Against the backdrop of the public outcry, officials took action. “[The] government regulations’ requirements are higher now,” Liang Kun, product manager at Xiamen-based surveillance and security firm Reconova, told TechNode. Passenger aggression towards drivers can now be punished by law, and the installation of “active safety” technology is required on commercial vehicles in addition to public transportation. Some of the new measures could prevent tragedies like the one that happened in Chongqing, Liang believes.
Along with the heightening of regulations surrounding road safety, Reconova has seen more demand for its driver surveillance services, which include facial recognition devices that detect distracted driving as well as machine vision technology that surveys and warns of nearby vehicles and pedestrians.
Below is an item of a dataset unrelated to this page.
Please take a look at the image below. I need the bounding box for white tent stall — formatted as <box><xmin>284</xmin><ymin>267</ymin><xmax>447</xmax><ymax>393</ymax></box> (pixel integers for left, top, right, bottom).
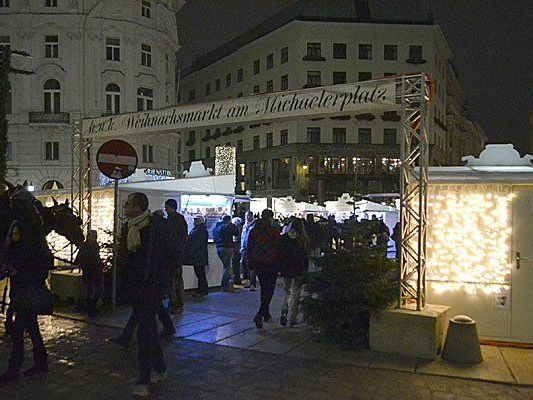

The six-year-old startup, which completed a Series B last May led by Intel Capital, is part of a larger trend towards machine-assisted driving. As applications for fully-autonomous vehicle technology–for consumers, at least–proceed relatively slowly, this particular sector is accelerating, with a growing number of players, including artificial intelligence (AI) giants Sensetime and Baidu, entering the market. As a result, increased surveillance of drivers could significantly reduce the likelihood of accidents; however, it also raises certain security risks as well as potential concerns over privacy.
Eyes on road safety
On a sunny afternoon in Shenzhen, Guangdong province, TechNode joined Liang for a spin in a Reconova test vehicle. Inside five cameras were plastered in a straight line down the van’s windshield, each one able to detect movements by nearby vehicles. Another device above and to the left of the steering wheel was pointed directly at the driver’s face, checking for signs of drowsiness, phone use, or smoking.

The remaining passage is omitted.